Links: First-Time Callers

Hello there. There’s a goodly chance that you’re here today because Mark Sarvas was nice enough to include this blog on his list of ten “Really, Really Smart Literary Blogs.” I feel a bit like the little old lady whose hair is still in curlers when the Prize Patrol van arrives, but I appreciate your swinging by. If this is your first time here, a few “greatest hits” posts you might want to look at: my piece on the best books of 2008, some stray thoughts on Saul Bellow’s Mr. Sammler’s Planet, a few more on the future of book reviewing, a guide to Haruki Murakami‘s translations of American authors, and some thoughts about best practices about for DIY publishing. I usually do link roundup like this once a week, but as with many things in life, this is changeable. Onward.

Don DeLillo‘s America points to a cache of DeLillo radio
interviews on YouTube
.

Jay McInerney talks to the Wall Street Journal about his new story collection, How It Ended which includes an update on the life of Alison Poole, the protagonist of his novel Story of My Life. Poole was modeled after one of his ex-girlfriends, Rielle Hunter, perhaps better known for her attachment to former presidential candidate John Edwards.

One less teacher is using Toni Morrison‘s Beloved in the classroom. Kids are still using The Scarlet Letter to learn about public humiliation, though.

The Daily Iowan catches up with longtime Kurt Vonnegut confidante Loree Rackstraw; make sure to check out the slideshow, which has some fine images of Vonnegutiana in Rackstraw’s home.

It’s the 25th anniversary of Sandra CisnerosThe House on Mango Street. At a recent event at Rice University honoring the book, she offered some of the best advice for writers I’ve heard: “First, you write like you’re talking to someone in your pajamas. Then you revise like your enemy is reading it.”

Sandra Cisneros: Problem?

Those looking for another canary in the coalmine signaling that the book-publishing industry is having a rough go of it these days—not that you need much more evidence—might consider the case of the Edward James Olmos Houston Latino Book and Family Festival, which recently hosted its sixth and final event. The Houston Press reported earlier this month that festival founder Nuestra Palabra, a nonprofit supporting Latino writers, pulled the plug in part due to book-business economics:

In January, [Nuestra Palabra chief Tony Diaz] says, Continental Airlines stopped their sponsorship of nonprofit organizations and banking institutions pulled their support. Even book publishers, usually eager to have their authors appear at high-profile events like the EJOLBFF, stopped covering travel and appearance fees for authors.

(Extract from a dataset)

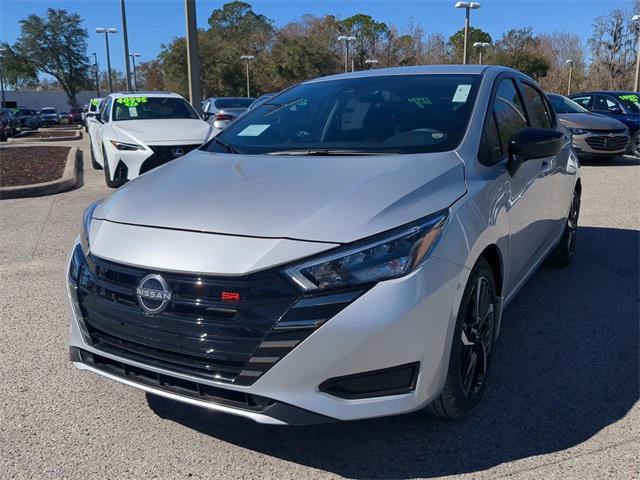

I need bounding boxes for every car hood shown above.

The organization still has a reading series, though, and Diaz makes an interesting point to the Press about how bringing in brand-name Latino authors might force the organization to rethink how it promotes itself:

“Nuestra Palabra is bringing in Sandra Cisneros in to Houston in 2009, but she’s not just a Latino writer any more. She’s at the point where for her to be thought of as just a Latino writer is a disservice to her work and to other folks who can embrace her writing, even though they’re not Latino. So I think this is the time for us to come up with new ways of how to be authentic to who we are but also open up to other communities. It’s not enough to be multi-cultural anymore. We have to be multi-multi-cultural. We have to be multi-media.”

It’s a classic crisis: Go more mainstream and you court criticism that you’ve lost sight of your mission; stay small and you court criticism that you’re not doing enough to get the word out. Inviting Cisneros to speak hardly seems like it would ignite a contentious situation, but it’s funny what sort of battle lines get drawn in a bad economy.